Pulitzer Prize for the Guardian
Published 14/04/2014 | 20:37
The Guardian has won a Pulitzer Prize for revealing the massive US government surveillance effort.
The Washington Post also won one of the awards, American journalism's highest honour, which were announced today.
The newspapers' disclosures about the National Security Agency's (NSA) spy programmes showed the US government has collected information about millions of Americans' phone calls and emails based on its classified interpretations of laws passed after the September 11 attacks.
The stories are based on thousands of documents handed over by NSA leaker Edward Snowden.
The Boston Globe has been awarded a Pulitzer Prize in breaking news, and the New York Times has won two Pulitzers in photography categories.
Donna Tartt's The Goldfinch has won the Pulitzer Prize for fiction.
The history award was given to Alan Taylor's The Internal Enemy, and general non-fiction went to Dan Fagin's Toms River.
Megan Marshall's Margaret Fuller won for biography and Vijay Seshadri's 3 Sections received the poetry prize.
Annie Baker's The Flick won the Pulitzer Prize for drama.
The Columbia University's prize board gave the playwright, who is in her early 30s, the prize for her play about friendship, morality and loyalty set in a cinema.
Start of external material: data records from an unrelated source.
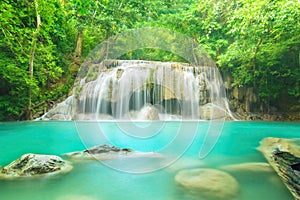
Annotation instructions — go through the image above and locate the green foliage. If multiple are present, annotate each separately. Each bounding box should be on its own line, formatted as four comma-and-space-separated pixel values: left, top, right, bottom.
0, 0, 73, 120
218, 0, 300, 104
120, 49, 187, 63
0, 0, 299, 120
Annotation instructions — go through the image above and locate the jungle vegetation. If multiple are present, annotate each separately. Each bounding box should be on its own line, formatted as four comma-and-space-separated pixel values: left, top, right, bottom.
0, 0, 299, 120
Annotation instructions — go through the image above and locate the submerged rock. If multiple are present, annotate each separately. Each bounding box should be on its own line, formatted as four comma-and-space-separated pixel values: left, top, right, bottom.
175, 168, 239, 200
220, 162, 273, 174
0, 154, 72, 179
56, 195, 98, 200
64, 144, 162, 160
167, 158, 204, 172
220, 162, 280, 186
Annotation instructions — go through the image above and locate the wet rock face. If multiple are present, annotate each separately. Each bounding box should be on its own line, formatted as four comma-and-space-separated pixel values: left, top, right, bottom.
40, 60, 230, 121
0, 154, 72, 178
199, 103, 227, 120
175, 168, 240, 200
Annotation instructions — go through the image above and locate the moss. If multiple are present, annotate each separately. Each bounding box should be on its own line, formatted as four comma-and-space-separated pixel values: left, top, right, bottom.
85, 70, 99, 82
146, 68, 155, 90
75, 86, 83, 97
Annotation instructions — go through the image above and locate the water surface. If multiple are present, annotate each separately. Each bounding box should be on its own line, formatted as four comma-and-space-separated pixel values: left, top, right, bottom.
0, 121, 299, 200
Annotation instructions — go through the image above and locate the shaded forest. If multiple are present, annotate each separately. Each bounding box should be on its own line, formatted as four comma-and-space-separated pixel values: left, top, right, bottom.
0, 0, 299, 121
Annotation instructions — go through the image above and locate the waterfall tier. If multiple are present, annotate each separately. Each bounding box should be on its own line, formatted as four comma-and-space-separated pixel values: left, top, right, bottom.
41, 60, 230, 120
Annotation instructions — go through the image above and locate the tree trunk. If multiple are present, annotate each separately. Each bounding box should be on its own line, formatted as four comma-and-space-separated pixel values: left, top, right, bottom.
74, 30, 83, 59
28, 0, 41, 120
70, 30, 84, 78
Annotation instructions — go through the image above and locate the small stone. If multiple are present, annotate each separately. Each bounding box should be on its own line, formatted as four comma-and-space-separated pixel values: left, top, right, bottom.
175, 168, 239, 200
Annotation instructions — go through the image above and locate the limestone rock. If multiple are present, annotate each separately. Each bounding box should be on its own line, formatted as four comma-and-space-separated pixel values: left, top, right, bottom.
167, 158, 204, 172
50, 114, 72, 120
40, 59, 230, 121
39, 96, 74, 120
220, 162, 273, 174
64, 144, 162, 160
232, 87, 245, 100
258, 137, 300, 199
175, 168, 239, 200
220, 162, 278, 185
199, 103, 226, 120
0, 154, 72, 179
137, 105, 159, 120
258, 137, 300, 158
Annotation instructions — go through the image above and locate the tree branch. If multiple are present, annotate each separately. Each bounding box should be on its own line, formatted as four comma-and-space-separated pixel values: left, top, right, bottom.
28, 0, 41, 120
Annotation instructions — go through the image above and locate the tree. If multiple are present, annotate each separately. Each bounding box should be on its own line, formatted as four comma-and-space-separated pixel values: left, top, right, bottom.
0, 0, 69, 120
218, 0, 300, 108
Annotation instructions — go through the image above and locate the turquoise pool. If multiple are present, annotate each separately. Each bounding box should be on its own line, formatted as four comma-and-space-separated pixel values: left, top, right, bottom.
0, 121, 299, 200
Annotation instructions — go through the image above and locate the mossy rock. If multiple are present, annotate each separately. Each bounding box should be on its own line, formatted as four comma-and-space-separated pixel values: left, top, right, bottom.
0, 154, 72, 179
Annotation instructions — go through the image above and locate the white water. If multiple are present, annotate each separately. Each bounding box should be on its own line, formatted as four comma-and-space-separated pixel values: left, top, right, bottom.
41, 60, 231, 120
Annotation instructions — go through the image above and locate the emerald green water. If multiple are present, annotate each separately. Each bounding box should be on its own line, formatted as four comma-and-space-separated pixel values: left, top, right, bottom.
0, 121, 299, 200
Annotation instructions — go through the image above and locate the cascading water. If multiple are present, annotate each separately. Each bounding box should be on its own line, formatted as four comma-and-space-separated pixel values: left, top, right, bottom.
40, 60, 231, 120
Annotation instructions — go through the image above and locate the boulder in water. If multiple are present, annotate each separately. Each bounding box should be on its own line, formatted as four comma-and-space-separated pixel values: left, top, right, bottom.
258, 137, 300, 199
258, 137, 300, 157
0, 153, 72, 179
137, 105, 159, 120
175, 168, 239, 200
64, 144, 162, 160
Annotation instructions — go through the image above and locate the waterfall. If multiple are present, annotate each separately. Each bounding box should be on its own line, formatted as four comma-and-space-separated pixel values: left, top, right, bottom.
40, 60, 231, 120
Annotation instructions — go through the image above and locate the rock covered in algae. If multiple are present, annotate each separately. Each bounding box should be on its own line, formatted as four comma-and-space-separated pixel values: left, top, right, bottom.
0, 153, 72, 179
258, 137, 300, 200
175, 168, 239, 200
64, 144, 162, 160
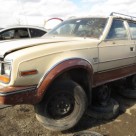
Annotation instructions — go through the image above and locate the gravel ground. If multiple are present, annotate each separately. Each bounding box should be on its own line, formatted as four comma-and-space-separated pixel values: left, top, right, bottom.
0, 92, 136, 136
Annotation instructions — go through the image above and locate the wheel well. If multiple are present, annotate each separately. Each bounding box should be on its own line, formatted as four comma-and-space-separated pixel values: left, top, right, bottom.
50, 68, 92, 104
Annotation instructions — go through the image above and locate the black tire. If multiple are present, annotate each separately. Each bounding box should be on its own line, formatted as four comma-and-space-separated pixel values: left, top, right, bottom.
126, 75, 136, 90
92, 85, 111, 106
87, 98, 119, 120
73, 131, 103, 136
35, 80, 87, 131
118, 88, 136, 98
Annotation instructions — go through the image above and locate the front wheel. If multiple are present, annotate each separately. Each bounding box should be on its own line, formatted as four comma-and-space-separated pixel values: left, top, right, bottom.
35, 80, 87, 131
The drama award, which includes a 10,000 dollar prize, is "for a distinguished play by an American author, preferably original in its source and dealing with American life", according to the official guidelines.
The production must have opened during 2013 to be eligible for this year's award. Previous playwrights honoured include August Wilson, Edward Albee, Eugene O'Neill, Arthur Miller and Tennessee Williams.